The Nittany Lions spent a lot of time in camp changing their signaling system for this game.
They had to do so after safety John Petrishen transferred to the Panthers in August. The Western Pennsylvania native played in just 16 games over three years for Penn State, but was particularly familiar with the team’s communication methods, Franklin said.
Penn State’s offense doesn’t huddle and relies on sideline signals for all on-field communication.
”I think you pick it up pretty quickly,” tight end Nick Bowers said. ”You kind of get the gist from the other signals, but I mean, for the most part, it’s just about your preparation.”

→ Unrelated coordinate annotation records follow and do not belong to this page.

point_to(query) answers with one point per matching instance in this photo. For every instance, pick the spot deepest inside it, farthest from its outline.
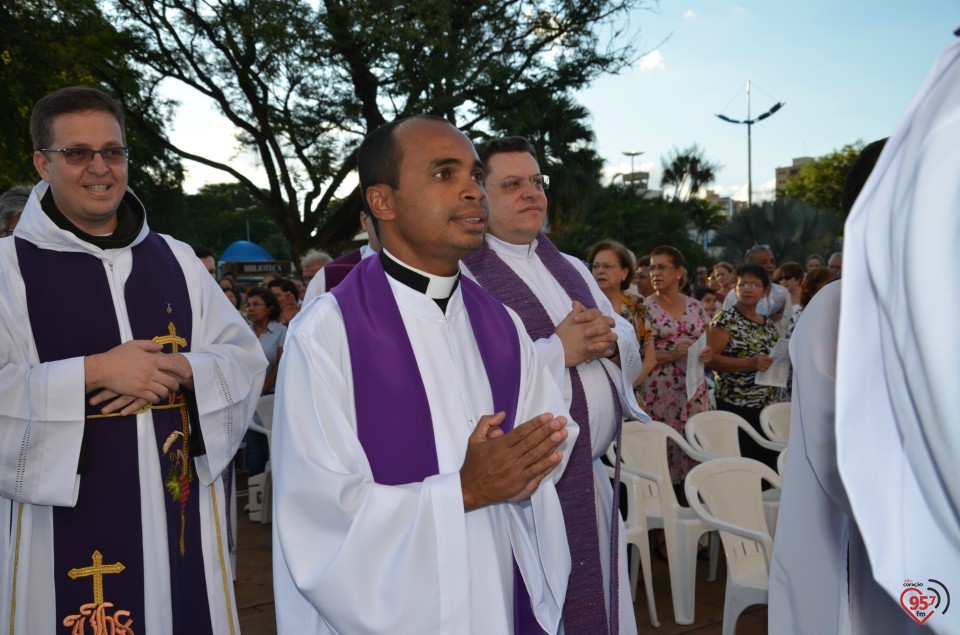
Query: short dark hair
(202, 251)
(273, 305)
(66, 101)
(12, 203)
(701, 292)
(379, 157)
(757, 271)
(285, 285)
(623, 255)
(859, 173)
(503, 145)
(675, 255)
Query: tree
(791, 228)
(820, 182)
(303, 84)
(687, 171)
(47, 46)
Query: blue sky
(846, 70)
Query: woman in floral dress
(677, 321)
(612, 267)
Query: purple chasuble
(583, 611)
(98, 543)
(336, 270)
(387, 381)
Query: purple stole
(387, 381)
(583, 611)
(336, 270)
(98, 544)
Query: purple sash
(336, 270)
(387, 381)
(98, 543)
(584, 611)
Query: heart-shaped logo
(917, 605)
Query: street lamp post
(632, 154)
(749, 122)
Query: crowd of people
(446, 399)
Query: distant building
(785, 174)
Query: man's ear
(381, 202)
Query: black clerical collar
(437, 288)
(130, 219)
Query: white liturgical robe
(42, 418)
(898, 436)
(817, 543)
(352, 556)
(523, 260)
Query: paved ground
(256, 608)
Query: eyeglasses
(114, 155)
(606, 266)
(514, 183)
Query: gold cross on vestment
(172, 339)
(98, 570)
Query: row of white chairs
(730, 494)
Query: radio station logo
(923, 600)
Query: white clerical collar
(504, 248)
(434, 287)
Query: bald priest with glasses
(126, 382)
(594, 356)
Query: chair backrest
(265, 411)
(726, 494)
(644, 447)
(775, 421)
(715, 433)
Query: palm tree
(687, 171)
(791, 228)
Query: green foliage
(820, 182)
(792, 229)
(304, 81)
(687, 171)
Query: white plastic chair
(775, 422)
(638, 488)
(265, 413)
(731, 502)
(644, 452)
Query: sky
(845, 71)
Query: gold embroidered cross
(172, 339)
(98, 570)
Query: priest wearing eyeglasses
(126, 382)
(594, 356)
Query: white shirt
(44, 405)
(523, 260)
(898, 436)
(352, 556)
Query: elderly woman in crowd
(742, 339)
(677, 320)
(263, 310)
(612, 267)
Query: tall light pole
(632, 154)
(777, 106)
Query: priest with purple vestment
(418, 438)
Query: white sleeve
(228, 367)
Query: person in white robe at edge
(101, 320)
(898, 436)
(600, 344)
(818, 554)
(434, 553)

The Panthers are trying to modernize their offense under first-year coordinator Mark Whipple, a makeover designed to achieve more balance after Pitt has relied heavily on the run in recent years. The early results are mixed. Pickett was erratic in the opener against Virginia, thanks in part to an offensive line featuring four new starters. The Panthers took a step forward against Ohio, with Pickett throwing for a career-high 321 yards. The going may be tougher against the Nittany Lions.
”Kenny has that in him every game,” wide receiver Maurice Ffrench said. ”We all just have to click.”
Pitt’s defensive line has taken a step forward despite losing starters Rashad Weaver and Keyshon Camp to season-ending knee injuries. The Panthers rolled up six sacks against Ohio, with Jaylen Twyman collecting three, the most by a Pitt defensive tackle since NFL star Aaron Donald in 2011.
”We’ve got some young guys in there just playing their first games,” Narduzzi said. ”I think that’s something you have to look at, and it’s not what we want it to be. It’s not where we wanted to be (but) we’ll just continue to get better every week, I think, with those young guys playing for us.”
THIRD DOWN WOES
Despite racking up 1,010 yards and 124 points through the first two weeks, the Nittany Lions have been dreadful on third downs. They have converted just 3 of 17 third-down tries.
”For us to take the next step, we need to continue to be explosive on first and second down and be more efficient on third down, and then we’ll be really difficult to deal with,” Franklin said.
Sports Writer Will Graves contributed to this report.